While I had the side /rear panels off, my intention was to take the front off too, but a few factors like a) I wanted the machine up and running that evening, b) I've had the guys wrap my motorbike before, but wasn't sure about stainless steel and their ability to do it well, and whether it would adhere properly.. A test run to see how it goes, with the intention being this an interim state. Along with everyone else, I've grown fond of this looks 

The material used is just like those protective sheets (the white plastic with blue prints) on panels upon delivery when new. It's tough, stretchy and easily affordable and applicable. Just a hair dryer to stretch out the wrinkles, and a sharp razor to cut the edges and burst those small bubbles!


----------



## u2jewel (Aug 17, 2017)

I think this was the picture I saw on the web that got me going..


----------



## JonR (Aug 21, 2017)

Looks fantastic. I have a Sage Dual Boiler. I ordered black for two reasons - easier to keep looking like new and, in black, it was significantly cheaper than the silver version. Matches my kitchen better too... win-win-win. I do love those classic looking European machines in silver(wonderful) but I know I'd scratch them and be continually wiping fingerprint / splash marks off - so went for black.
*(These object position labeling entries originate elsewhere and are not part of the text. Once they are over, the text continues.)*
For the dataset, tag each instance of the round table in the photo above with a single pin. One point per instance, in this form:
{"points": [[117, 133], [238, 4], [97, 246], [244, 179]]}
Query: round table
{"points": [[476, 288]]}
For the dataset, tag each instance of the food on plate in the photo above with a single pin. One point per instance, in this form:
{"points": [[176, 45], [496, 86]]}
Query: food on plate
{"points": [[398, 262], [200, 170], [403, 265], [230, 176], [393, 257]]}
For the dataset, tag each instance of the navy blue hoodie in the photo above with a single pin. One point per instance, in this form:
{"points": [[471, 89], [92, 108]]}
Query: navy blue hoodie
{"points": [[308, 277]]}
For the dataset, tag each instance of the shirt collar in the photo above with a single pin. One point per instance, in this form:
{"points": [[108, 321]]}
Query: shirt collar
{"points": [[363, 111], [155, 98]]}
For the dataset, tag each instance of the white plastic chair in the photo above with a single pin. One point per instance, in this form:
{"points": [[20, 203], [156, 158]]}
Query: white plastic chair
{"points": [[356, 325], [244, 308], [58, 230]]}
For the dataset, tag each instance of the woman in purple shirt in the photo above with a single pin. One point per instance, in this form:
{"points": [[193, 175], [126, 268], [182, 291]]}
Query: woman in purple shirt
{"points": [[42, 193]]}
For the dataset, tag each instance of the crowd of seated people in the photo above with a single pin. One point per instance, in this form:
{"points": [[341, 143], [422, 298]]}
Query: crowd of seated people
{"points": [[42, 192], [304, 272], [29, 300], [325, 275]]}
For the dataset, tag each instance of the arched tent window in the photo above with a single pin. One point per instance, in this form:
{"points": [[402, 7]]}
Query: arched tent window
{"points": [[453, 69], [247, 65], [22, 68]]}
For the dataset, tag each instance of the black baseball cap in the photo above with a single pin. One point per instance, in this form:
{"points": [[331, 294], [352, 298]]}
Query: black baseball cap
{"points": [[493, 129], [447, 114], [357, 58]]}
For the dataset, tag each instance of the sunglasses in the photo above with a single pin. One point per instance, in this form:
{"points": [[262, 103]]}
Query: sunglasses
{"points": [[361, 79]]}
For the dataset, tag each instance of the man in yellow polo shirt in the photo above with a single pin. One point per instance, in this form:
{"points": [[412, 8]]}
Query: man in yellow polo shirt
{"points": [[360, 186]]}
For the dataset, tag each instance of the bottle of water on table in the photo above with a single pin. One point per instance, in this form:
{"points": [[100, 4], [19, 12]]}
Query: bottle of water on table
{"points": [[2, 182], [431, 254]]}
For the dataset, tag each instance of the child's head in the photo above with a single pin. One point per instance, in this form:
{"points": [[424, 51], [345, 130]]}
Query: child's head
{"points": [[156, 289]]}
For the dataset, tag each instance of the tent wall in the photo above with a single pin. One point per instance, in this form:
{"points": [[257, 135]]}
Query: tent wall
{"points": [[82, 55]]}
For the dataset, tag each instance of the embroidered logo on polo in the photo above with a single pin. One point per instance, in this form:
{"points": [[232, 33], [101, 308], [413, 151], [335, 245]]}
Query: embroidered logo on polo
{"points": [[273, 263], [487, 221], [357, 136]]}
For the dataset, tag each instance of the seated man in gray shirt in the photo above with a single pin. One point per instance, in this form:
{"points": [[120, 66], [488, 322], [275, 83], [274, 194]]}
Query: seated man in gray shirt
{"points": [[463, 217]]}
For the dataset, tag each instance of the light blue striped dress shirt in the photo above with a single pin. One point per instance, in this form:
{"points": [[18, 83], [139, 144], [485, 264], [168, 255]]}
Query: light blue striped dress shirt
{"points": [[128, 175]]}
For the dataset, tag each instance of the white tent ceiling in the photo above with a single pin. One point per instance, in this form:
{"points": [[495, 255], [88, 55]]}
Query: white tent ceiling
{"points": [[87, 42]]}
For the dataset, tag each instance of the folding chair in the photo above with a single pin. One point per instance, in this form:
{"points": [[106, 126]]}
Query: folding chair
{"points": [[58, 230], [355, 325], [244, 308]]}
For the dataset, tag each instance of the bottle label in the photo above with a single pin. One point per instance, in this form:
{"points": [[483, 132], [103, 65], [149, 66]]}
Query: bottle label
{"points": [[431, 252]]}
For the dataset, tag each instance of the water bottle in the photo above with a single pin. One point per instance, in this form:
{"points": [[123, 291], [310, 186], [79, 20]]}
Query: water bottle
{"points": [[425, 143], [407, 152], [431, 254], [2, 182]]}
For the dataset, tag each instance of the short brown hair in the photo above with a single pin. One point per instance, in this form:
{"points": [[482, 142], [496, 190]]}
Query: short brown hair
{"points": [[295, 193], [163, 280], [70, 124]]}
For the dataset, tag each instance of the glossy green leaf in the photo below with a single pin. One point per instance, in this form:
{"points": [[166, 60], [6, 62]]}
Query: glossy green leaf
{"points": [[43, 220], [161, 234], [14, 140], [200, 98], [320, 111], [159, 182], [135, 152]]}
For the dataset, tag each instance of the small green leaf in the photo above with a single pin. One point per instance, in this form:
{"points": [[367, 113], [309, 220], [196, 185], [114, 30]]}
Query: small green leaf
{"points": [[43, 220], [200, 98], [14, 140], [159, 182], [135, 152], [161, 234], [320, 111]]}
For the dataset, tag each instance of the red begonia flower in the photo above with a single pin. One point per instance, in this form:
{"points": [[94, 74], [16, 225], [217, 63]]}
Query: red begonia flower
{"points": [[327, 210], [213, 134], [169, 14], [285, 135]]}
So far, so good.


----------



## CrocodileJock (Jan 23, 2018)

Looks great wrapped... But leave the front shiny for contrast imho


----------



## xpresso (Jan 16, 2018)

Love that finish you've currently achieved, I'd be a bit wary of it's longevity, probably no problem on the sides, but the front with perhaps more localised heat it may bubble or discolour.

All that said if you did it (Nothing lost) and with the passage of time it suffered you can remove it and still have the former .... go on try it ... you won't be happy till you have.

Jon.


----------



## Darkshin (Aug 8, 2019)

What did you ever decide to do? Did you ever get the front done?


----------